A recent phenomenon has hit evangelicalism. People who grew up attending church and expressing faith early in life are walking away from their previous professions. The inevitable result is young millennials either completely rejecting Christianity or severely wavering in what they still believe. The movement is called faith deconstruction, the process of unpacking, rethinking, and reexamining previously held beliefs. With such a significant shift taking place in our churches, how should Christians respond?
Christians would be wise to first consider good aspects of deconstruction. If faith deconstruction means taking our traditions, presuppositions, and presumptions to the scrutiny and authority of Scripture, then Christians should celebrate this process. Paul calls Christians in 2 Corinthians 13:5 to “test yourselves to see if you are in the faith; examine yourselves!” The Christian life ought to be one of self-examination against the perfect standard of Scripture.
However, if deconstruction means rejecting and renouncing the Christian faith, then we should respond more thoughtfully. The popularity of diminishing and rejecting Christianity ought to lead Christians to consider why this is happening and what ought to be our biblical response. Though reductionistic, we should consider three reasons and responses to faith deconstruction.
1. Deconstruction reveals false faith.
In some situations, deconstruction reveals the lack of genuine faith. For some who deconstruct, the overwhelming evidence is that they never truly knew Christ. Jesus talked about this propensity in the parable of the different soils in Matthew 13. While the first and last soils were readily discernible, the middle two were not. The rocky and thorny soils represent hearts that initially responded positively to the Gospel, yet eventually left the faith. John describes this phenomenon as, “they went out from us, but they were not really of us,” (1 John 2:19). Emotional responses to the gospel early in life do not guarantee genuine faith later in life. Faith deconstruction proves false faith exists.

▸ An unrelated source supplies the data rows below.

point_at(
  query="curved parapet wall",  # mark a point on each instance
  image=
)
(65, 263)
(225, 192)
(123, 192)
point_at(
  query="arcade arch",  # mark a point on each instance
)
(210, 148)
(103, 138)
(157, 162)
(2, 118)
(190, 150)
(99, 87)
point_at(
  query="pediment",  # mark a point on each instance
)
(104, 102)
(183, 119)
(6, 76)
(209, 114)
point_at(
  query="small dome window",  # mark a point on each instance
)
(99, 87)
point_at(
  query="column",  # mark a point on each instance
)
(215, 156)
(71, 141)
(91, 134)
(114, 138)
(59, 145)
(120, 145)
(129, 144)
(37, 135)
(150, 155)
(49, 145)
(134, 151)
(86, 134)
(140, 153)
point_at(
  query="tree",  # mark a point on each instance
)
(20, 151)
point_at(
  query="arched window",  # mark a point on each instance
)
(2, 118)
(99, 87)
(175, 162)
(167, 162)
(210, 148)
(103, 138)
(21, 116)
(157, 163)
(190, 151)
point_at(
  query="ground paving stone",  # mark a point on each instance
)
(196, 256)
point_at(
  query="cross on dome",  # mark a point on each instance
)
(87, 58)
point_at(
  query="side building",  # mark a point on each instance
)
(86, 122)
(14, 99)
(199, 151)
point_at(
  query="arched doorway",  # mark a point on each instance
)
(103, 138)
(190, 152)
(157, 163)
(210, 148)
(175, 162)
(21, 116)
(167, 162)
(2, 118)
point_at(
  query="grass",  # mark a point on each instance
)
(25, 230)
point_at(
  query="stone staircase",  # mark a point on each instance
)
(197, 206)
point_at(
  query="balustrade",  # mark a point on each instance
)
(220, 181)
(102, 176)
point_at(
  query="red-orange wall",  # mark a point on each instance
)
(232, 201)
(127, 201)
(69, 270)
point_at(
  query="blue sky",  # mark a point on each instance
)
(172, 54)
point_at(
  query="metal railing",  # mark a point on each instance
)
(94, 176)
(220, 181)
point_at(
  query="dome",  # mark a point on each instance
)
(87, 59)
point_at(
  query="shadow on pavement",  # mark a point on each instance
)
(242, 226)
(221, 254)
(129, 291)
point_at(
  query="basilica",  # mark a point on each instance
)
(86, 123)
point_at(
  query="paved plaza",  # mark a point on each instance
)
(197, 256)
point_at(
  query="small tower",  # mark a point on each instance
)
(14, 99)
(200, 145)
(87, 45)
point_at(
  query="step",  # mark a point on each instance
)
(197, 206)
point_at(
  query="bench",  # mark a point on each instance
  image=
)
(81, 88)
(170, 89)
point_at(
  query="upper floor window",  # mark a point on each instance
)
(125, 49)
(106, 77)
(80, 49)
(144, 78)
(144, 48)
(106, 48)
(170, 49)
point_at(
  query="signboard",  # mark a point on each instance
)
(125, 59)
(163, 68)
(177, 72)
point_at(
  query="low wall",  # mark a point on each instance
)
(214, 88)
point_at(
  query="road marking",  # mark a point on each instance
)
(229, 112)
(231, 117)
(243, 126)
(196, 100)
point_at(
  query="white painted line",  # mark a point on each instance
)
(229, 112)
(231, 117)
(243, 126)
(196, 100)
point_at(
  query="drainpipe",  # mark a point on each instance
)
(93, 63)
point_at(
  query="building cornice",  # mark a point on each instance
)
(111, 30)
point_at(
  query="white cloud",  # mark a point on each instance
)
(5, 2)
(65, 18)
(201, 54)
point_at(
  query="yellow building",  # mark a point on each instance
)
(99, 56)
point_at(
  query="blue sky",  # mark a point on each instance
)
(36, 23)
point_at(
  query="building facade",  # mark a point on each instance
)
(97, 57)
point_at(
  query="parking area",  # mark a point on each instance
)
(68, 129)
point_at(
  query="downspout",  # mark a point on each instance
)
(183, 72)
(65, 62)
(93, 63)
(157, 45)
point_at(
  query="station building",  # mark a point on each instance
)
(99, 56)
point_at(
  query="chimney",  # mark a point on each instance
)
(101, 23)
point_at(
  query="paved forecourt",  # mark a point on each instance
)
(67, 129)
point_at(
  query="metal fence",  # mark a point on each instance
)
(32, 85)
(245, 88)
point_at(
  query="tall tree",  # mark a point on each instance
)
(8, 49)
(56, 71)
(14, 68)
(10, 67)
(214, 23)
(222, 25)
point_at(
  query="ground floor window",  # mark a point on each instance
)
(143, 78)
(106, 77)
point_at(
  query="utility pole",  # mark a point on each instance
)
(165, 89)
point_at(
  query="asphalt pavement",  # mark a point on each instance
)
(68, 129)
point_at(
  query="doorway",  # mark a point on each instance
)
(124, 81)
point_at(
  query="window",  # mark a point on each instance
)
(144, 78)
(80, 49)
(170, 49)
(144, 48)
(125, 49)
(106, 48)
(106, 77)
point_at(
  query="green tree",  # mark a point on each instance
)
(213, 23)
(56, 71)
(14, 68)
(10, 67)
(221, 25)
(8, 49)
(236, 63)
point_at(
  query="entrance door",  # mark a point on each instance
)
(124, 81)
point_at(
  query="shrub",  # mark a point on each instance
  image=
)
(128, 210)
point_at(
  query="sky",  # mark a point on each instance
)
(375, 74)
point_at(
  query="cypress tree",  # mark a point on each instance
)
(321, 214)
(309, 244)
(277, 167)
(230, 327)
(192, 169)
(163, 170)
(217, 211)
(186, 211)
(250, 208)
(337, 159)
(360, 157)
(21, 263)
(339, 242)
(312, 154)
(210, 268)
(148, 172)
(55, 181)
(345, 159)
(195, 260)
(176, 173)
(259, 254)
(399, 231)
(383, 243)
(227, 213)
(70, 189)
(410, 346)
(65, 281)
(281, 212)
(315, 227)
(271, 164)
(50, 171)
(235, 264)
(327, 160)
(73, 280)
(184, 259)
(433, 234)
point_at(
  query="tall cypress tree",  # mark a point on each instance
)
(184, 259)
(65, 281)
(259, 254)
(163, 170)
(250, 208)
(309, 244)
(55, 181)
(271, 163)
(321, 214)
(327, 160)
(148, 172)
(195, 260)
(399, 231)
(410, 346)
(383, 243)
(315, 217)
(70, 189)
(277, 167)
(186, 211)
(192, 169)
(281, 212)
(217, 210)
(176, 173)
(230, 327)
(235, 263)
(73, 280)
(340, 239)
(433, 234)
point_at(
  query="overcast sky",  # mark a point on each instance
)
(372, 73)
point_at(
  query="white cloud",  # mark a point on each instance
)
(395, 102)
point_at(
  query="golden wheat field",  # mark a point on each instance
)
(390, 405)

2. Deconstruction reacts to failure.
Perhaps the most repeated reasoning for deconstruction is church failure. While the church has been called to be the holy bride of Christ, churches often fall short. When sin is tolerated and permitted within God’s people to any degree, Christ is reproached, and people’s faith is hindered. Public moral failures, hypocrisy in leadership, and double standards in the church all can lead to deconstruction. Christians are to “take no part in the unfruitful works of darkness, but instead expose them,” (Ephesians 5:11). We are to rebuke and restore anyone entangled in sin (Galatians 6:1-2). Furthermore, biblically deficient teaching produces people ill equipped for the difficult moral and ethical problems of life. When churches fail to teach the whole counsel of God’s Word and neglect to apply clear commands, we should not be surprised when people walk away from the blatant deficiency and hypocrisy.
3. Deconstruction can lead to restoration.
Though deconstruction can lead to the loss of faith, God can also use it for beautiful, biblical restoration. Deconstruction is not always a death sentence for faith but can be an opportunity to see the true Jesus. Even after seasons of painful sin, the psalmist could still confidently cry, “restore to me the joy of your salvation, and uphold me with a willing spirit,” (Psalm 51:12). Though the reasons for deconstruction are myriad, the answer is always the same—Jesus. Instead of looking to fallen humans, the one deconstructing must look to a perfect Savior. Instead of platforming a dynamic leader, churches should hold Christ as the standard. Yes, the road of deconstruction is hard, but in the end, Jesus is more than enough.